Również na pokładzie używałem Hempel Cleaning Powder, z dobrym skutkiem (tam też jest oryginalny gelcoat, pokład też nie był dotąd malowany).
Przy okazji: Hempel wprowadził do oferty Hempel Cleaning Spray, a Cleaning Powder trudno jest kupić (przynajmniej w Warszawie).
Próbowałem użyć tego „Spraya” w ostatni weekend. Na burtach, przy wiaterku, aplikacyjnie kompletne nieporozumienie. Zużycie duże i efektu nie widać. Otworzyłem z trudem zdobyty nowy pojemnik „Powder”. Sprawdził się jak zwykle doskonale, w rozcieńczeniu dużo większym niż zalecane przez producenta i wycierany na mokro, nie na sucho.
Pozdrawiam,
Marcin
Marcinie, czy tego proszku Hempela można również używać na powierzchnie malowane?
W opisie produktu napisane jest, że służy do usuwania „uporczywych zabrudzeń, plam i zażółknięć na powierzchniach żelkotowych”. O powierzchniach malowanych nic nie napisali.
Przy okazji: właśnie dziś aplikowałem ten środek. Skutecznie, roztwór zdecydowanie płynny, dużo rzadszy niż zaleca producent — dwie czubate łyżki stołowe wystarczyły na cały kadłub (burty).

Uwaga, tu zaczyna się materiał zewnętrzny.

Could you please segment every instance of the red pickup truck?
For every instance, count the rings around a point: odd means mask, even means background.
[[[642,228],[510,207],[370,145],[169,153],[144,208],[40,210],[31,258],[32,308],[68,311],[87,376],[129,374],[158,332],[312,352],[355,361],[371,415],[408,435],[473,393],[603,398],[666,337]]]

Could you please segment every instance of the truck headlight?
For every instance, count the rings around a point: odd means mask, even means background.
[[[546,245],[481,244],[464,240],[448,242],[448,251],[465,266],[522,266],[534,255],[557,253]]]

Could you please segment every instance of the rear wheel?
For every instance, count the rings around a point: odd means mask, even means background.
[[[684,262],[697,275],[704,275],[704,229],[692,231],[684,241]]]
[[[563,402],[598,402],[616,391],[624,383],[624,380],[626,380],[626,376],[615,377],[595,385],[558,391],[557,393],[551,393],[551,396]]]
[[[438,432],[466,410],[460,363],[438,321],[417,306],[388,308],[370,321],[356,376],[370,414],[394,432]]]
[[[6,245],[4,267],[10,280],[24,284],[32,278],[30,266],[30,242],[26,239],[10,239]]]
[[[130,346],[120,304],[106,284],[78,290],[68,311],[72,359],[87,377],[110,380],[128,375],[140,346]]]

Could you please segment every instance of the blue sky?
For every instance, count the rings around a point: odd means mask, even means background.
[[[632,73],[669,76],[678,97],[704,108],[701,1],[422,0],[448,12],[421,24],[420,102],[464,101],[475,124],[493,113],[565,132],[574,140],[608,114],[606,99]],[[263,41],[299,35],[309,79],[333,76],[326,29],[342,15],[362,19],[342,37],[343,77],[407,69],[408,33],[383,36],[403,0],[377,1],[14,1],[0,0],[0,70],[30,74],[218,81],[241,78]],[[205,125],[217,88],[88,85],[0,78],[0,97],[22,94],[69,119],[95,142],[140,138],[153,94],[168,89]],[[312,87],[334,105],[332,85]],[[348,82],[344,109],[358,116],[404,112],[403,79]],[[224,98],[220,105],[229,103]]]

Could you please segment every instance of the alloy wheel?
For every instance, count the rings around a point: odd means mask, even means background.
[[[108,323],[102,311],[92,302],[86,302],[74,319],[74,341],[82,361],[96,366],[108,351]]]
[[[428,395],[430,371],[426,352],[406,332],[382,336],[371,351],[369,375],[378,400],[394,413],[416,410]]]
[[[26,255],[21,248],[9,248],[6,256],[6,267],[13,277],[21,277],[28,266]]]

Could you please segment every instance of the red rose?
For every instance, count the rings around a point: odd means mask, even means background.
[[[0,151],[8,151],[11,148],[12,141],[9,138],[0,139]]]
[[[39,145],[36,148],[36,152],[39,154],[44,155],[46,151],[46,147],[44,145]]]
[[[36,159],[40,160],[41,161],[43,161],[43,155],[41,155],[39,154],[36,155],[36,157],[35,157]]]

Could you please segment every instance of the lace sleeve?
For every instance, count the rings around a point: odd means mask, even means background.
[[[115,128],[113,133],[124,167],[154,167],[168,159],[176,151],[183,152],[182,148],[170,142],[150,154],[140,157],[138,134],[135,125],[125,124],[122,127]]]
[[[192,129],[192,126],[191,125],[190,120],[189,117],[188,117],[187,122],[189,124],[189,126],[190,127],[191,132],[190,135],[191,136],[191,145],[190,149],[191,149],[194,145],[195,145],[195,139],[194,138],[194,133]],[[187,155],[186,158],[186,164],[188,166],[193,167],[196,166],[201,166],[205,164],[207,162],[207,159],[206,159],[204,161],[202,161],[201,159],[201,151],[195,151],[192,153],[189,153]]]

Ludzie jak można używac cifa do zelkotu i farby, syf pali żelkot dlatego początkowo wygląda że działa rewelacyjnie ale zastosuj go jeszcze raz i przetrzyj ręką a zobaczysz na niej biały osad, to twój żelkot.Cif działa jak ordzewiacz do metalu możesz go też wypróbować będziesz miał piekną łodz bez zacieków, bielutką jak łabędz tylko co z żelkotem.